At this point, I would like to focus my comments on the efforts of the ASCE/FEMA Building Assessment. The Structural Engineering Institute (SEI), a division of the American Society of Civil Engineers (ASCE), was responsible for organizing this effort and bringing together the relevant professional societies with support from FEMA, for an assessment of the WTC site. Under the leadership of ASCE, a team of structural engineering and fire engineering experts from around the country were brought together. Because of my expertise in tall buildings, I was asked to join the effort and be on the five-member core group that directed the assessment.

This type of effort is important because advancement in the construction of buildings has often come from the analysis of failures. These tragic events of 9-11 provided an opportunity to see how building emergency systems and structural systems behave in extraordinary events. Although the media has focused on the twin towers, there is more to be learned from the behavior of the more "ordinary" buildings that were damaged by the events. We saw and documented the performance of structures that resisted extraordinary forces and maintained their overall integrity. We also saw and documented collapses that, based on previous experiences, were unexpected. It is through the study of these behaviors that the art of building design is advanced.
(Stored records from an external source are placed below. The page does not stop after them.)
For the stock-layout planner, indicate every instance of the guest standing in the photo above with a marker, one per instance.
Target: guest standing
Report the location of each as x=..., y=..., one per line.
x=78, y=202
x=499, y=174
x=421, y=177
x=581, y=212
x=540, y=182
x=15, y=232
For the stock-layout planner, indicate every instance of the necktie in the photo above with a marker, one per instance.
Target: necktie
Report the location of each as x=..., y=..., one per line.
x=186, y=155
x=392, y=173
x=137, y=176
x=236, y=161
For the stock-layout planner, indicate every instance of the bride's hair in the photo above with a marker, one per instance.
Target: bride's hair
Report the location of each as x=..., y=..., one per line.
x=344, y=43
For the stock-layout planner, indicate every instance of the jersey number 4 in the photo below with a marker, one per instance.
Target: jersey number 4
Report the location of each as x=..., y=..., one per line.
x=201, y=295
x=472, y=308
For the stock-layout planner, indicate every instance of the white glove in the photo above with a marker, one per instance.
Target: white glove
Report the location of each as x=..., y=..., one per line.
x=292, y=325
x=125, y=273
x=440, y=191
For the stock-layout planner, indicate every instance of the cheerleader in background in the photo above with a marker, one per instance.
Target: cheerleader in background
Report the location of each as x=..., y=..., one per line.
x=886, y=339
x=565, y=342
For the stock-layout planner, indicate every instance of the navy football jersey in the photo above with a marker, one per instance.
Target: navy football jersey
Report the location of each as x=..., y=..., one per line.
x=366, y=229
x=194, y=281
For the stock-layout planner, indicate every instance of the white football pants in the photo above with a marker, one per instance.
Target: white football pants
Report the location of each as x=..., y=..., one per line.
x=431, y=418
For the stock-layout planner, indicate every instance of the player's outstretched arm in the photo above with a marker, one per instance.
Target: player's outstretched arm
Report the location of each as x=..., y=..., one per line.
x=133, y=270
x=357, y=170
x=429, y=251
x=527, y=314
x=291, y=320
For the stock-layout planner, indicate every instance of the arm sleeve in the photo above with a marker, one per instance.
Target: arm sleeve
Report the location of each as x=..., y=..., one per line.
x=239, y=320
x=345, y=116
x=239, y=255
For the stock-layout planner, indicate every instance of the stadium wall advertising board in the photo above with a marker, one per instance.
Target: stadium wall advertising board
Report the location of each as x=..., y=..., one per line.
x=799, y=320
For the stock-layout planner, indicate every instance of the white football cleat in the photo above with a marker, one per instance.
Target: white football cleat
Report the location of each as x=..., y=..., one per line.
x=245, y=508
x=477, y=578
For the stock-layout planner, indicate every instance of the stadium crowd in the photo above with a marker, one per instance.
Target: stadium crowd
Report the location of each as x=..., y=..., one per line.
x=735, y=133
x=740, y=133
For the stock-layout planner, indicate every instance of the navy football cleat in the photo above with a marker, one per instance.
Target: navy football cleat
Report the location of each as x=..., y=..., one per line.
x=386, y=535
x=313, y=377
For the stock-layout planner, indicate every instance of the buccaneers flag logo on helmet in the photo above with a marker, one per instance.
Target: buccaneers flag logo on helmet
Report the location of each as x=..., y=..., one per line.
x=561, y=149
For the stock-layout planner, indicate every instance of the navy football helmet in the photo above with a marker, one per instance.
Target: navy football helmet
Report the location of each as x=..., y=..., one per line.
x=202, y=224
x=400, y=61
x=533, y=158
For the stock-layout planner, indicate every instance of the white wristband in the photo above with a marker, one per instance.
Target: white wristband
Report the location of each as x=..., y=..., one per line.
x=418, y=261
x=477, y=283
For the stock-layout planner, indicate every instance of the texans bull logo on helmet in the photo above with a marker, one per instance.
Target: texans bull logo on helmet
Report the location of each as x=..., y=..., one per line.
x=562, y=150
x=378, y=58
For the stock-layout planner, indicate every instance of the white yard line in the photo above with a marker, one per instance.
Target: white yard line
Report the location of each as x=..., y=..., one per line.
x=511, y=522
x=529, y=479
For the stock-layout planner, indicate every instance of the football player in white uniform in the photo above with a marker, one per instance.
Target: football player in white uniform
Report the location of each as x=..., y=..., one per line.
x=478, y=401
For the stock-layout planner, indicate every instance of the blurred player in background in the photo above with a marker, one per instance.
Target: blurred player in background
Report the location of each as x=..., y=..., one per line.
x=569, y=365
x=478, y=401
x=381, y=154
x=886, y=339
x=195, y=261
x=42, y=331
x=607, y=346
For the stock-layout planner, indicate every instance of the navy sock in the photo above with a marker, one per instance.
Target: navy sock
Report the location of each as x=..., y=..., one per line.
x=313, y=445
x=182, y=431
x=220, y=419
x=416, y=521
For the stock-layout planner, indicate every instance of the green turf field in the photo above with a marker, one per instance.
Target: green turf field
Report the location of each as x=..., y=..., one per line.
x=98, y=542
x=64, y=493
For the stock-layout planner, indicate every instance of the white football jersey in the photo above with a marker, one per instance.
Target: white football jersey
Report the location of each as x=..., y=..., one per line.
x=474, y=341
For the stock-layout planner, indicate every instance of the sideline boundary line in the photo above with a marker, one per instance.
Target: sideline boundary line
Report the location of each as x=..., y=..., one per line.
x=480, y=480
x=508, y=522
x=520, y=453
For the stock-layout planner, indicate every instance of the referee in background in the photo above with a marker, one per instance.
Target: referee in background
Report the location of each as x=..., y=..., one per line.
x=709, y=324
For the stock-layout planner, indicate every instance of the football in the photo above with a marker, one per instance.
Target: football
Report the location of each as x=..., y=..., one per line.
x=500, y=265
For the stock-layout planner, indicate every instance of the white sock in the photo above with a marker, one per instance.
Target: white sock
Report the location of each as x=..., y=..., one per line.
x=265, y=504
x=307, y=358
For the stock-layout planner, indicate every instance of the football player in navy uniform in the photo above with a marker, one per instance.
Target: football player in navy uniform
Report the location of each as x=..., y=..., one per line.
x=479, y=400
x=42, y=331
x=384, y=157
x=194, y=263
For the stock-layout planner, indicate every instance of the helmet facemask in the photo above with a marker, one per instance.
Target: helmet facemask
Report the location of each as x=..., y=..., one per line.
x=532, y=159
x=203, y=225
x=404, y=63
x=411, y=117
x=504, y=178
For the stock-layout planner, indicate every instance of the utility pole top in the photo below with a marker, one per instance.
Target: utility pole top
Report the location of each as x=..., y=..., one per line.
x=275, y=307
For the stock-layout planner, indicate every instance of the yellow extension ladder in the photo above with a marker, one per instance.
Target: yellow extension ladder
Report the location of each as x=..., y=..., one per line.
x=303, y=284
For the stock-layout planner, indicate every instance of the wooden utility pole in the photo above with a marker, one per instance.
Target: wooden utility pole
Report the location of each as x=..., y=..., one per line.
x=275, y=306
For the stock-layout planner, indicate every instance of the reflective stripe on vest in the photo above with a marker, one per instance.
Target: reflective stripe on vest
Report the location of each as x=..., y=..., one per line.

Unfortunately, the ASCE/FEMA team faced many obstacles while studying the WTC. The team was not able to assemble on the site until October 6th. We could only request and cajole to get drawings and other information. And, in fact, we did not receive access to the twin tower drawings until January. Nonetheless, the team was able to perform an invaluable service in our initial, overall evaluation of the buildings in order to focus and prioritize future investigations and research.

Fortunately, the National Construction Safety Act that was signed into law on October 1, 2002 addresses the difficulties faced by the ASCE/FEMA team at the WTC site. This act authorizes the National Institute of Standards and Technology to investigate building failures. This is similar to the National Transportation Safety Board investigations of airline and other transportation accidents.

This act allows NIST teams to access building failure sites; provides the power to subpoena evidence; provides access drawings, records and other documents; and allows for the removal and storage of evidence.

This legislation is a significant step forward in creating a vehicle by which the design and construction industry can learn from failures. This will help to advance building technology and improve the safety and reliability of future construction.

As a structural engineer, the WTC collapses represent the largest structural failure in the history of mankind. From this tragedy, I am confident that we can learn how to approach catastrophic building failures in the future and through the National Construction Safety Act we will continue to learn how to improve building construction.

Thank you for your attention.

Mr. Baker is the partner in charge of Structural and Civil Engineering for Skidmore, Owings & Merrill LLP (SOM). Mr. Baker has been involved in a variety of innovations in building systems, including low-rise and high-rise buildings, long span roofs and special structures. Current projects include Tower Palace III, a 69-story, 2-million sf residential tower for the Samsung Group, which is nearing completion in Seoul, Korea, as well as Trump Tower Chicago, a 2.6 million sf tower that will be completed in Chicago, Illinois in 2005.

In the weeks just after the WTC disaster, Mr. Baker provided structural engineering assistance to search and rescue teams in addition to evaluating damaged buildings and advising contractors on debris removal. He has recently been appointed as one of five members of the Core Group of the ASCE/SEI Building Assessment Team that is evaluating the WTC disaster.

Mr. Baker was educated at the University of Illinois, where he received a Master of Science in Civil Engineering in 1980. He received his Bachelor of Science in Civil Engineering at the University of Missouri, in 1975.